FDA、嚢胞性線維症患者の治療選択肢を拡大

FDA、嚢胞性線維症治療薬「Alyftrek」と「Trikafta」の適応を拡大

米国食品医薬品局(FDA)は、嚢胞性線維症(CF)の2つの標的複合治療薬であるAlyftrekTrikaftaの適応を拡大しました。これにより、これらの薬剤の製造元であるVertex Pharmaceuticalsによると、より多くのCF患者が治療の恩恵を受けられるようになります。

治療メカニズムと対象患者の拡大

両薬剤は、欠陥のある嚢胞性線維症膜貫通型コンダクタンス制御因子(CFTR)タンパク質を標的とし、その機能を適切に働かせることで、CFの根本原因に対処します。

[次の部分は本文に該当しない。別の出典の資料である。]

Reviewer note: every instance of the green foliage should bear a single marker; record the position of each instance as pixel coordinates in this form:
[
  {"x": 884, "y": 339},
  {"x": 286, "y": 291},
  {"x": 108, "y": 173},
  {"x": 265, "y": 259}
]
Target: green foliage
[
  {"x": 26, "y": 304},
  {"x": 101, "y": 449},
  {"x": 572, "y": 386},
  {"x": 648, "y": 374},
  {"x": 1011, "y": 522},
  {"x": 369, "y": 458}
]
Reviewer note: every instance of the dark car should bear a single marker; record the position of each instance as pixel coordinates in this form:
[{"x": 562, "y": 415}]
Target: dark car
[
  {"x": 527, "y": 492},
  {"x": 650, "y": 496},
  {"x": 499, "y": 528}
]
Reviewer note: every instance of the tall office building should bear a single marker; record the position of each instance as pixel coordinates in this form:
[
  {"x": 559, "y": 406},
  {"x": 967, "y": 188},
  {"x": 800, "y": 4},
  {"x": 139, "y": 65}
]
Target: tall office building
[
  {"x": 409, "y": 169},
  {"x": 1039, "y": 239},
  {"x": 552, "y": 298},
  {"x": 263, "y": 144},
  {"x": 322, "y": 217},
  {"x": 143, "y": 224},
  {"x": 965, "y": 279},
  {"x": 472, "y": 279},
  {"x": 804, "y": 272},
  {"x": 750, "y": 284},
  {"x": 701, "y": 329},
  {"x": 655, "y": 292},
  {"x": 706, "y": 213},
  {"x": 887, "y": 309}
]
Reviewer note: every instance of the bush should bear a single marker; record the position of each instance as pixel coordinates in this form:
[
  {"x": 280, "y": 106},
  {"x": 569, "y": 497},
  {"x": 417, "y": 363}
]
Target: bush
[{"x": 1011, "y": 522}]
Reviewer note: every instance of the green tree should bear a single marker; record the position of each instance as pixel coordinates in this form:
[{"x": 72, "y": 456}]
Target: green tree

新しい臨床データおよびin vitroデータは、約500の追加CFTR遺伝子変異に対するこれらの薬剤の有効性を裏付けており、これにより米国におけるCF患者の約95%が治療対象となる見込みです。

各薬剤の適応拡大の詳細

Alyftrek(vanzacaftor/tezacaftor/deutivacaftor配合剤):

2024年に6歳以上の患者で、より限定的なCFTR変異を持つ場合のCF治療薬としてFDAに初回承認されました。

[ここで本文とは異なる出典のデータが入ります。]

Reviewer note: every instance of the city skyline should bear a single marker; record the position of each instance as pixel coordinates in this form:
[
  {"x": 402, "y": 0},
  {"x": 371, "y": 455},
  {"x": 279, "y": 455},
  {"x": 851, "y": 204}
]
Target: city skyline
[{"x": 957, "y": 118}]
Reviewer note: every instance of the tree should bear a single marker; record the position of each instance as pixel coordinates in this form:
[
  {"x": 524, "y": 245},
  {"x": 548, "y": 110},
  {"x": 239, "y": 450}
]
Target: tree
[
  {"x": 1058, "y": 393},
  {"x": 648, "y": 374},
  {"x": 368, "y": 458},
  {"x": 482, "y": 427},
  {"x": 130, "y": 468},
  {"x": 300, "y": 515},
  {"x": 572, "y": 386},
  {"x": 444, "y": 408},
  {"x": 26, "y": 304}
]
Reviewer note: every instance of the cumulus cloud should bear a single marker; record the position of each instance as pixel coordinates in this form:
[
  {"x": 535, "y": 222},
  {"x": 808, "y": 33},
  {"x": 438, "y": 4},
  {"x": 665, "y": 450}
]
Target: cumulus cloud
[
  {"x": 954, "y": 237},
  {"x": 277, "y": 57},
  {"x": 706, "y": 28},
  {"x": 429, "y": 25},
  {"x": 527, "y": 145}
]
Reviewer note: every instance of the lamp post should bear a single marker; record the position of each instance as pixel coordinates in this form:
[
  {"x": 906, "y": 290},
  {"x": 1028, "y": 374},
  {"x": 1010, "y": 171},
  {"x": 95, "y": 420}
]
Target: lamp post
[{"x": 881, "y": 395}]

今回の追加適応により、6歳以上の患者で、臨床データ、in vitroデータ、またはCFTRタンパク質産生が示されたあらゆるCFTR変異に適用が拡大されました。

Trikafta(elexacaftor/tezacaftor/ivacaftor配合剤):

2019年にFDAに初回承認され、2024年には若年層への適応拡大や遺伝子変異の拡大が追加されました。

現在の承認では、2歳以上のCF患者で、臨床データ、in vitroデータ、またはCFTRタンパク質産生が示されたあらゆる変異にまで適応が拡大されました。

安全性に関する重要な情報

両薬剤には肝障害のリスクがあり、薬剤開始前に肝機能の評価を行い、定期的にモニタリングする必要があります。重度の肝機能障害を持つ患者には禁忌であり、中程度の肝機能障害患者にはリスクとベネフィットの分析に基づいてのみ推奨されます。詳細な処方情報は、AlyftrekとTrikaftaで利用可能です。この研究はVertex Pharmaceuticalsによって資金提供されました。